The last block only works properly for positive differences, so be careful not to swap the a and b ;-)

But @J.F.Sebastian correctly pointed out that this might not be what you intended. It seems from the notation that your strings describe a UTC time, not a local time. For mere time differences this is relevant in case your time spans over a DST switch. In this case it would of course result in a time difference one hour too great or one hour too small (because UTC is always without DST).

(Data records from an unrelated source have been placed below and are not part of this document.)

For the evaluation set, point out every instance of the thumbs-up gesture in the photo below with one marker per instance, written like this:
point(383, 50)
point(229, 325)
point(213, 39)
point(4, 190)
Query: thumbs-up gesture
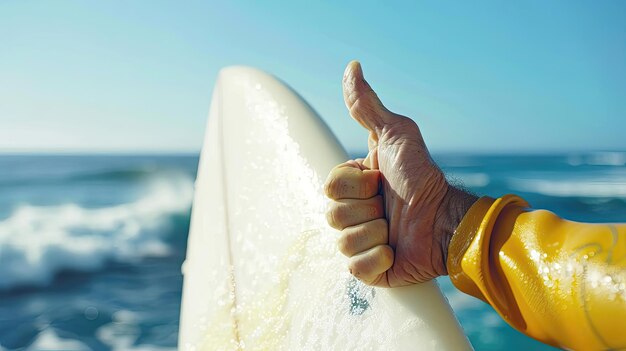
point(395, 209)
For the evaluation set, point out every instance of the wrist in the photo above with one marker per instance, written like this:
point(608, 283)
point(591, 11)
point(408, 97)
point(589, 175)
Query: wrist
point(452, 209)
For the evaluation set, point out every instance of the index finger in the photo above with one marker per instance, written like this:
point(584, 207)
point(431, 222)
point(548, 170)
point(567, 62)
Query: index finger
point(349, 181)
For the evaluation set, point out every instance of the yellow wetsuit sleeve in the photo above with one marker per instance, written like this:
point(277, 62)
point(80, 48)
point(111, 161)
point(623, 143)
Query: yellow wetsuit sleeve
point(558, 281)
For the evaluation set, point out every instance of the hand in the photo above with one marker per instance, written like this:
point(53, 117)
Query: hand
point(395, 209)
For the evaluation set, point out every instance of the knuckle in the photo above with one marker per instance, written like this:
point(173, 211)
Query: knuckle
point(331, 185)
point(331, 217)
point(343, 244)
point(386, 255)
point(336, 215)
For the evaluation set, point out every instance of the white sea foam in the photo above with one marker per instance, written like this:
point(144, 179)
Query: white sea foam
point(593, 188)
point(37, 242)
point(49, 340)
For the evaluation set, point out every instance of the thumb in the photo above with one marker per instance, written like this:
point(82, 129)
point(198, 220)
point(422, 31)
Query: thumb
point(362, 102)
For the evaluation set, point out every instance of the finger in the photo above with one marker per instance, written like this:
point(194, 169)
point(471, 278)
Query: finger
point(371, 160)
point(350, 182)
point(349, 212)
point(363, 237)
point(362, 102)
point(370, 266)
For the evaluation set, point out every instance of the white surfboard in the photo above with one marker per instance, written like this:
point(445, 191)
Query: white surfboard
point(262, 269)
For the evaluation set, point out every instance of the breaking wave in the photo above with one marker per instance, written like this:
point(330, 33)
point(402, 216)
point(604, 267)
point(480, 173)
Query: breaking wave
point(37, 242)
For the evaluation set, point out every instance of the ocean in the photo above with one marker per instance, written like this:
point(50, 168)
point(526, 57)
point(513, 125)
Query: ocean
point(91, 246)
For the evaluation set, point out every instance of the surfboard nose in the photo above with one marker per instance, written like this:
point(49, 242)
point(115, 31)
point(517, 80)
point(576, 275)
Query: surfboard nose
point(236, 72)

To avoid this, you can set the DST flag from automatic (-1) to a fixed value (e. g. 0 for off) and use these values:

a = time.mktime(a[:-1] + (0,))  # switch DST to off
b = time.mktime(b[:-1] + (0,))

Or, also as @J.F.Sebastian pointed out, you could forget about the time module and instead use datetime.datetime which is unaware of the DST aspect:

a = datetime.datetime.strptime('2013-10-05T01:21:07Z', '%Y-%m-%dT%H:%M:%SZ')
b = datetime.datetime.strptime('2013-10-05T01:21:16Z', '%Y-%m-%dT%H:%M:%SZ')

Then the results are datetime objects which can be subtracted directly to get a timedelta object which represents such a time difference as you want it. Printing it will result in sth like 0:00:05 which might well be exactly what you are looking for.

Answer 2

You seem to be using an ISO 8601 formatted dateTime. This format is used in many places, including the GPS eXchange Format.

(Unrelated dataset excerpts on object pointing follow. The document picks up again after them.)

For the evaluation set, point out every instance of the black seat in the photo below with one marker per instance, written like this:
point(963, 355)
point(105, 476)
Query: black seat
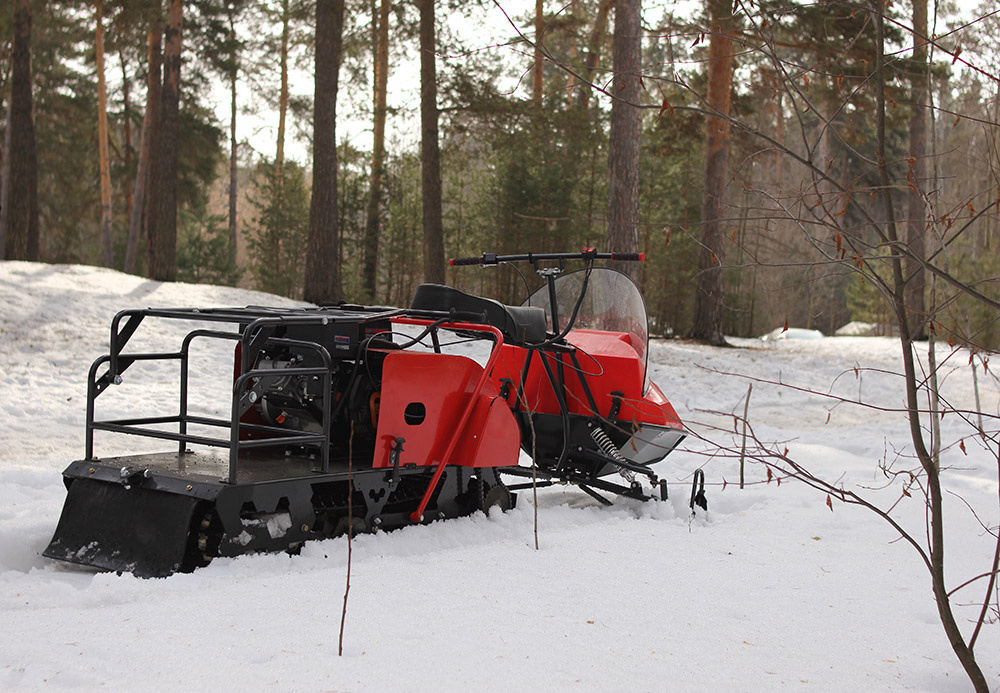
point(522, 324)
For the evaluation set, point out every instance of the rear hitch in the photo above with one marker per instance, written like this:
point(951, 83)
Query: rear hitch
point(698, 491)
point(130, 477)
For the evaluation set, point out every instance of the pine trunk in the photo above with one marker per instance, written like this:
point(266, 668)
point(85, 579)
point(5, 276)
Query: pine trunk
point(147, 145)
point(233, 160)
point(538, 71)
point(322, 280)
point(20, 230)
point(126, 128)
point(623, 149)
point(163, 245)
point(372, 220)
point(594, 50)
point(102, 141)
point(279, 152)
point(917, 212)
point(710, 292)
point(430, 151)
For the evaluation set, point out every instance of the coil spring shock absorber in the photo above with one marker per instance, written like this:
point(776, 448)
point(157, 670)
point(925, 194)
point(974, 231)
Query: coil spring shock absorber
point(611, 450)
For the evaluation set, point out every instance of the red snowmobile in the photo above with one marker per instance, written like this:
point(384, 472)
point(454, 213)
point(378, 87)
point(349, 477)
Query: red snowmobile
point(363, 417)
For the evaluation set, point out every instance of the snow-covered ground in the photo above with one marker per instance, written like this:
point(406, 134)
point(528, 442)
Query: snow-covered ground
point(772, 589)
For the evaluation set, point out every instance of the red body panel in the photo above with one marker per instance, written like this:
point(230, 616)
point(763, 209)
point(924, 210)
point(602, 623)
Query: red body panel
point(609, 364)
point(443, 385)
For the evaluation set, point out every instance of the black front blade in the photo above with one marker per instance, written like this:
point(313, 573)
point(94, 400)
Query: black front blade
point(135, 530)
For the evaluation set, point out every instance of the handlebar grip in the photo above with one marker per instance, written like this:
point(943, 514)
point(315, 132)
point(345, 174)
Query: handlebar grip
point(629, 257)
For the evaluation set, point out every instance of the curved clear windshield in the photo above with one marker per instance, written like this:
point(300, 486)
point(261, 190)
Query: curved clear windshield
point(612, 304)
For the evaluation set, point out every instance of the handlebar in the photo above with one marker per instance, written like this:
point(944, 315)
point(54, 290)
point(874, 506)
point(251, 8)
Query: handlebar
point(489, 259)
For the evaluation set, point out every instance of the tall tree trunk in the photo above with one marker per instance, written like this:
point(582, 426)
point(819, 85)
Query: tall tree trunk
point(20, 230)
point(916, 225)
point(711, 280)
point(233, 160)
point(5, 180)
point(537, 72)
point(623, 149)
point(322, 280)
point(126, 128)
point(148, 144)
point(935, 493)
point(594, 50)
point(102, 141)
point(163, 246)
point(279, 152)
point(430, 152)
point(380, 35)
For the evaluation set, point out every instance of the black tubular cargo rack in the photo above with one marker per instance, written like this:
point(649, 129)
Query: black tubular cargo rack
point(256, 327)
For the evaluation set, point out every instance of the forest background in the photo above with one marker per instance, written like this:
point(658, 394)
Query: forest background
point(522, 101)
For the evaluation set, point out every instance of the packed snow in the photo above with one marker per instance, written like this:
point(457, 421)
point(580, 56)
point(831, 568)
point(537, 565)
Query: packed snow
point(771, 589)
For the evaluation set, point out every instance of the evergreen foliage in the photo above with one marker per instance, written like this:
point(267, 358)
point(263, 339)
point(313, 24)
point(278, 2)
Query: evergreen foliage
point(279, 228)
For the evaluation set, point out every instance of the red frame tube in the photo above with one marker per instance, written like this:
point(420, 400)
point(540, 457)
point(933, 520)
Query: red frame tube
point(418, 514)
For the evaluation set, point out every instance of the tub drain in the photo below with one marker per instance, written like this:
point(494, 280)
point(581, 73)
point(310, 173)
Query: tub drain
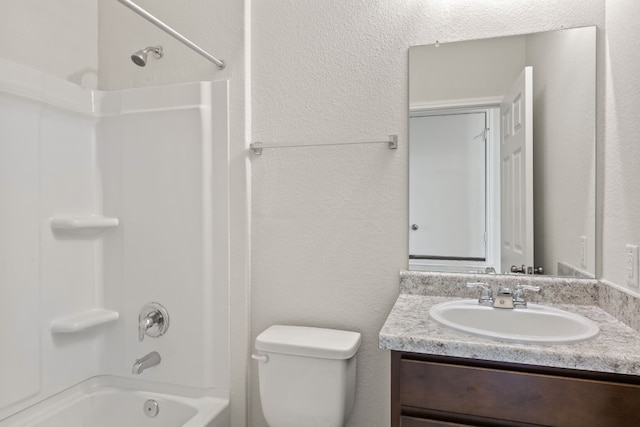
point(150, 408)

[-]CCYY-MM-DDThh:mm:ss[Z|(+|-)hh:mm]

Using datetime:

import datetime
a = datetime.datetime.strptime("2013-10-05T01:21:07Z", "%Y-%m-%dT%H:%M:%SZ")
b = datetime.datetime.strptime("2013-10-05T01:21:16Z", "%Y-%m-%dT%H:%M:%SZ")
c = b - a
print(c)

Advantages:

• Built-in to Python Standard Library
• Object-oriented interface

Disadvantages:

• Need to manually handle other valid ISO 8601 representations such as '2013-10-05T01:21:16+00:00'
• Throws exception for leap seconds such as '2012-06-30T23:59:60Z'

Using python-dateutil:

import dateutil.parser
a = dateutil.parser.parse("2013-10-05T01:21:07Z")
b = dateutil.parser.parse("2013-10-05T01:21:16Z")
c = b - a
print(c)

Advantages:

• Automagically handles pretty much any time format

Disadvantages:

• Needs python-dateutil library (pip install python-dateutil)
• Throws exception for leap seconds such as '2012-06-30T23:59:60Z'

Using time.strptime and time.mktime as suggested by Alfe

Advantages:

• Built-in to Python Standard Library
• Can parse leap seconds such as '2012-06-30T23:59:60Z'

Disadvantages:

• Need to manually handle other valid ISO 8601 representations such as '2013-10-05T01:21:16+00:00'
• Loss of one leap second between '2012-06-30T23:59:60Z' and '2012-07-01T00:00:00Z' (unavoidable without knowing when leap seconds will next occur)